Visit to another island

A few days ago we visited some friends whose extended family has a cottage on Isle au Haut, an island off the Maine coast accessible only by boat. We took the mail boat and spent a lovely time with the family, eating and talking and playing music, with a walk through the woods to the shore to look for whale bones the following morning.

In some ways it seemed like a trip back in time, for life on this island is close to the ideal of plain living and high thinking that attracted the wealthy "rusticators" from Boston and New York to this part of the Maine coast late in the 19th century, where at first they boarded with natives, later rented cottages, and eventually bought shorefront property and built cottages, some plain and others quite elaborate. Mothers, aunts, grandparents and children would come spend a month or two of the summer in this place far healthier than the city, while fathers and uncles would come by boat and spend a week or two.

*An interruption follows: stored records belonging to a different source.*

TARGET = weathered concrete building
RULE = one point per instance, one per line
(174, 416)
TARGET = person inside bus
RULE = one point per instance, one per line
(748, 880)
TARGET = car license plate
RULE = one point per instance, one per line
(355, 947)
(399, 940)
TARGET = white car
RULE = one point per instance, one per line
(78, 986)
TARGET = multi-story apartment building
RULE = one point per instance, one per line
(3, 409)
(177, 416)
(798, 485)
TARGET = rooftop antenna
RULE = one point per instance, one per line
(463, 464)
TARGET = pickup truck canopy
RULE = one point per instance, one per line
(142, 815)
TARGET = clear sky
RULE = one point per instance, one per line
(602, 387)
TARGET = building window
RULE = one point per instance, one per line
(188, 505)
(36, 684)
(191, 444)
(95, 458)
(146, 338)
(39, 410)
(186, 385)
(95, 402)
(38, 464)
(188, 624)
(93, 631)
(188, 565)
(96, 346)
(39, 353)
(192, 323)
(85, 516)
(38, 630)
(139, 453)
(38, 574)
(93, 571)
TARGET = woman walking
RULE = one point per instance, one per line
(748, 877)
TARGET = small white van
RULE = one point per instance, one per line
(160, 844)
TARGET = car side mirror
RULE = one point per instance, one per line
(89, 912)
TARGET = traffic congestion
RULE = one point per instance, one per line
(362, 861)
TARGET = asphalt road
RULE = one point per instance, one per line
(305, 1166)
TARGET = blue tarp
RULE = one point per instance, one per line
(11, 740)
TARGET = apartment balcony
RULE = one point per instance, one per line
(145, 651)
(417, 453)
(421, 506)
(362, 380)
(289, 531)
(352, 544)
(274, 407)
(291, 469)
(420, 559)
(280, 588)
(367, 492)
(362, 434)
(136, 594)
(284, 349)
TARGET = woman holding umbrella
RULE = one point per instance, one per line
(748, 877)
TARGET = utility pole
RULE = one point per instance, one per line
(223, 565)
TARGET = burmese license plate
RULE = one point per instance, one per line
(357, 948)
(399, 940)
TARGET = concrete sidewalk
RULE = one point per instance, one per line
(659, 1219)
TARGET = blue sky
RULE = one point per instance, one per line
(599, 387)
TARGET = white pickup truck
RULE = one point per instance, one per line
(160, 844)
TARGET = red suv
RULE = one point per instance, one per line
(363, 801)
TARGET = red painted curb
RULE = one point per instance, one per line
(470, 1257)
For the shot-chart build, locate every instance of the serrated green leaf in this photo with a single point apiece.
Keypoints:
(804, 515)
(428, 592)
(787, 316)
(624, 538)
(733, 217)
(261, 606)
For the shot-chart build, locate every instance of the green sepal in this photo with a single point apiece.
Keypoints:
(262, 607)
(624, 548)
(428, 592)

Today half of Isle au Haut is part of Acadia National Park, and people come to hike, bicycle, and camp there; the other half is mostly summer colony, and partly year-rounders, though only 40 of those, with a one-room schoolhouse and two children attending school. Thus very little in the way of industry there, except for the tourist industry. Today it is the summer cottages that dominate the island outside the park, inhabited for a month or two out of the year by families who prefer to live close to nature and far from fast food restaurants, supermarkets, and shopping malls--the nearest ones would be about 90 minutes away. Spend a week there, and it's a vacation; spend a month and it concentrates the mind.